SOCIEDAD › UNA FAMILIA QUE SE MUDO A EL TURBIO
Historia de pobladores
Mariano Marolt, 35 años, y Gabrielle Pitte, 33, un apellido de origen francés, componen un matrimonio con tres hijos rubios y bellos como ellos mismos. Los mayores tienen nombres mapuches: Auka Huala (Pato Rebelde) y Lahuan (alerce). Los Marolt llegaron a El Turbio hace seis años, luego de dejar su confortable vivienda en San Carlos de Bariloche. “Nuestro sueño era vivir en un lugar como éste. Un lugar donde es imposible llegar en auto”, define Gabrielle. “Nuestra forma de vida, en la teoría, mientras estábamos en Bariloche, era vivir así. Desde que estamos acá, no hacemos más que confirmarlo: es nuestro lugar”, confirma Mariano. Para venirse, los dos tuvieron que enfrentar el “no” y muchos “¿por qué tan lejos?” de los que se quedaron en la ciudad turística más popular de Río Negro. “Al principio no nos entendían, pero ahora nos apoyan”, afirma Gabrielle, que con un gesto parece relativizar sus dichos.

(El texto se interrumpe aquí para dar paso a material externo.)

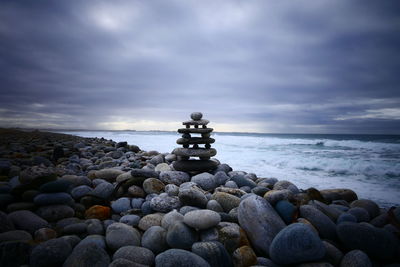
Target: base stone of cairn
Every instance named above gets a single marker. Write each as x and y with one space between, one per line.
191 148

Los Marolt viven a “dos horas de caballo” de la escuela 186. Para completar el cuadro que llevó a sus padres a decirles que hacían “una locura”, la pareja y sus tres hijos viven en una casa que levantaron en un pedazo de terreno que “les prestó” Jorge Aguila, que según su documento tiene 65 años, pero le quitaron diez, porque lo anotaron una década después del año de su nacimiento. Aguila es conocido como Coco o Coquito y es un personaje singular. Su cabeza, llena de cabellos casi rojos y unas cejas impresionantes por lo tupidas, está a poco más de un metro del piso. Sobre su historia se tejen mil leyendas y no es para menos. Su sonrisa permanente, su voz que parece venir del bosque y su altura, claro, lo convierten en un personaje salido de los libros de cuentos infantiles.
En un lugar donde sobra lugar, los Marolt tienen una inesperada disputa territorial. El hijo de un viejo poblador de El Turbio que se había ido a la ciudad volvió y ocupó unos terrenos situados “a veinte metros” del sitio donde los oriundos de Bariloche levantaron su rancho. “Yo quiero que se corran, que se vayan más lejos, al final estamos como amontonados”, dicen los Marolt a dúo, como si la cercanía los asfixiara. Y lo peor es que en esta zona del mundo es impensable organizar una reunión de consorcio.